Le fait d’obtenir le même réseau pour les deux formes est très favorable dans la perspective de commuter in-situ sur substrat métallique. Ces premiers travaux ont d’ores et déjà mis en évidence, qu’une impulsion de tension permet la commutation in-situ, sous la pointe STM (figure 3). Ceci démontre que l’accrochage de la molécule sur l’or, via une chaine alkyle de 6 carbones constitue un espaceur efficace pour empêcher la désactivation des propriétés photochromes par le substrat.
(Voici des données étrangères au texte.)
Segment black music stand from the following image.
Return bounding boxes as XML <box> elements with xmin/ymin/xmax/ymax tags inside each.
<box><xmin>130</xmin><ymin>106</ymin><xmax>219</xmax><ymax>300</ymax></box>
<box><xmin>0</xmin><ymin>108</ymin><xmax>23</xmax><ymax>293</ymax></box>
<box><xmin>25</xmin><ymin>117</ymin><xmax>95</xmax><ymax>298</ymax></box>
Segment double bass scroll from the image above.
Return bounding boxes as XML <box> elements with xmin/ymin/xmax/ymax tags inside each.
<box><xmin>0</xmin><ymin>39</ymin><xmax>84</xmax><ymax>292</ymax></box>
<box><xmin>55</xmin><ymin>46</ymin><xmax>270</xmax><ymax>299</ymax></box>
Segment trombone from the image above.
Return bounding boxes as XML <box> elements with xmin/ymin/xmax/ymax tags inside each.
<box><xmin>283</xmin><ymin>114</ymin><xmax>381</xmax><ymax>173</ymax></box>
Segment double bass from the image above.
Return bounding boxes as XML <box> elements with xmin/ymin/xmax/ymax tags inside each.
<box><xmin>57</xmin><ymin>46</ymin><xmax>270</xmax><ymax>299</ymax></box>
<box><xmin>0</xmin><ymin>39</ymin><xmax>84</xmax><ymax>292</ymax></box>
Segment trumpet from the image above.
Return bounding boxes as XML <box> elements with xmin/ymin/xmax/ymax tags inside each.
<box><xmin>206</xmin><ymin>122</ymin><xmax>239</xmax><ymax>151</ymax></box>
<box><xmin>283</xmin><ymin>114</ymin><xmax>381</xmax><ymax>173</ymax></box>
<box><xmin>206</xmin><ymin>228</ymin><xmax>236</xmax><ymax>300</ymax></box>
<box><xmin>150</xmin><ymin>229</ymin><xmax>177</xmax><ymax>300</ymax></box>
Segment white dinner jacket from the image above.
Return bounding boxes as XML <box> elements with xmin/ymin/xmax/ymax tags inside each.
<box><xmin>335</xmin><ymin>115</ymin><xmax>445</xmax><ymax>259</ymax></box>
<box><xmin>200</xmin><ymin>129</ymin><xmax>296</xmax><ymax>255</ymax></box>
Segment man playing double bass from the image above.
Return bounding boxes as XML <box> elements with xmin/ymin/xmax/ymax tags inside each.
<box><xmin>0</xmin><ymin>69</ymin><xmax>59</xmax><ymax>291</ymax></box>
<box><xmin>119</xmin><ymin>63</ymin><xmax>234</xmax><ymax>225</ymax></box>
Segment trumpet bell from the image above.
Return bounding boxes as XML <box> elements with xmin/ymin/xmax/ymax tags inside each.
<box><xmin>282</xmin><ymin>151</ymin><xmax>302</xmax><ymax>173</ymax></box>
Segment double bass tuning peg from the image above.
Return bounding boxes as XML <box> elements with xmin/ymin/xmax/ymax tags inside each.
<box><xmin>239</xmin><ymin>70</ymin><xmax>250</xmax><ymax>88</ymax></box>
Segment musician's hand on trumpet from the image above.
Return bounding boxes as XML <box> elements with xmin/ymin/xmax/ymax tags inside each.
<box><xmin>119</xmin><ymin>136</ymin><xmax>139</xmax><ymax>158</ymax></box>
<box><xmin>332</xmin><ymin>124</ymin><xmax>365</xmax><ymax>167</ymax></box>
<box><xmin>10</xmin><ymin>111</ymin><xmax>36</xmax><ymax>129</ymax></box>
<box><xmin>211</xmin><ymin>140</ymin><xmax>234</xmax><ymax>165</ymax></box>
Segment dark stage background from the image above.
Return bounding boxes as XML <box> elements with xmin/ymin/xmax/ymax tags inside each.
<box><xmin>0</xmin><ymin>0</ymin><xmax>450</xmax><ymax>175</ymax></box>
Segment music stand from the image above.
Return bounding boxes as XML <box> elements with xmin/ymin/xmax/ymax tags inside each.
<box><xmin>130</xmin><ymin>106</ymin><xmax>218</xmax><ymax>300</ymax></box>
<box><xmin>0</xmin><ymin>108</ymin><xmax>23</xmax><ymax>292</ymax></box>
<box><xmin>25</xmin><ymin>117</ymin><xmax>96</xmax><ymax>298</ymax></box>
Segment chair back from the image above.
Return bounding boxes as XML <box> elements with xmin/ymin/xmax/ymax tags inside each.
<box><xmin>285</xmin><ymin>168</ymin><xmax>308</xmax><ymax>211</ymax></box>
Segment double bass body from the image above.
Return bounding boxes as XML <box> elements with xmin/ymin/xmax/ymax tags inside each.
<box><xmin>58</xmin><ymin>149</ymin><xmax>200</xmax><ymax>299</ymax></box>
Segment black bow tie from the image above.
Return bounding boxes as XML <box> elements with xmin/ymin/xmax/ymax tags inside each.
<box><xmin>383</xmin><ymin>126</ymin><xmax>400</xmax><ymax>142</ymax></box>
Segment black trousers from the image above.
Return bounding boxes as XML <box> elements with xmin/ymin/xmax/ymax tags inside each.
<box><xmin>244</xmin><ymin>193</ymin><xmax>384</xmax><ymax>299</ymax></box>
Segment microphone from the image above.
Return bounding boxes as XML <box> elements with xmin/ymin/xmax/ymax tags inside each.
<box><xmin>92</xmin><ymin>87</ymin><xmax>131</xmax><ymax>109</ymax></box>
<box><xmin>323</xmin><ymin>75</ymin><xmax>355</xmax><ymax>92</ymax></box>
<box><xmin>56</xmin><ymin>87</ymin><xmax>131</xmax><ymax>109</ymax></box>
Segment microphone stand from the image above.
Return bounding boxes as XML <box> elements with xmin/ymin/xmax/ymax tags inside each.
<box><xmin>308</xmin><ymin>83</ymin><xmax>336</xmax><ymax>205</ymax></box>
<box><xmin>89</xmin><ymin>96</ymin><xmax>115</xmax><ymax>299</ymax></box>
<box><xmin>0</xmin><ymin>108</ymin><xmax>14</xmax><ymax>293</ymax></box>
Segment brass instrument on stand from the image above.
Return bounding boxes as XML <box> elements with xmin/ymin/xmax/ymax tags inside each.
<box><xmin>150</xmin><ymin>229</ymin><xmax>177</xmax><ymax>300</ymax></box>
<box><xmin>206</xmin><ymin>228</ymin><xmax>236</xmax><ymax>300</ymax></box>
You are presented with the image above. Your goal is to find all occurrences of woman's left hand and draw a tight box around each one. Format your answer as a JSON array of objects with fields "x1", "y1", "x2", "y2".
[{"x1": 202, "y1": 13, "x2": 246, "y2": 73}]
Cela permet surtout d’envisager des modifications très locales de ces molécules sous une pointe tunnel.
Figure 1 : schéma de la molécule de la famille des diaryléthène utilisée, ainsi que des deux formes qu’elle présente, ouverte (1o) et fermée (1c).
Figure 2 : gauche : a) image STM de la forme ouverte (It = 1.74 pA, Ut = 716 mV, 7x4.7 nm2), b) image de la forme fermée (It = 1.68 pA ; Ut =700 mV, 4.7x3 nm2) ; droite : a) calcul de la géométrie d’équilibre, b) calcul de la densité électronique du niveau HOMO de la molécule, c) modèle du réseau moléculaire.
Figure 3 : variation du contraste STM quand la tension tunnel varie, associé à une commutation des molécules sous la pointe STM.
[1] STM observation of monolayers formed by thiolated diarylethene molecules in open and closed states on reconstructed Au(111) surface, S. Snegiir, A. Marchenko, P. Yu , O. L. Kapitanchuk, S. Mazerat, A. Léaustic and E. Lacaze, J. Phys. Chem. Lett. (2011) 2, 2433.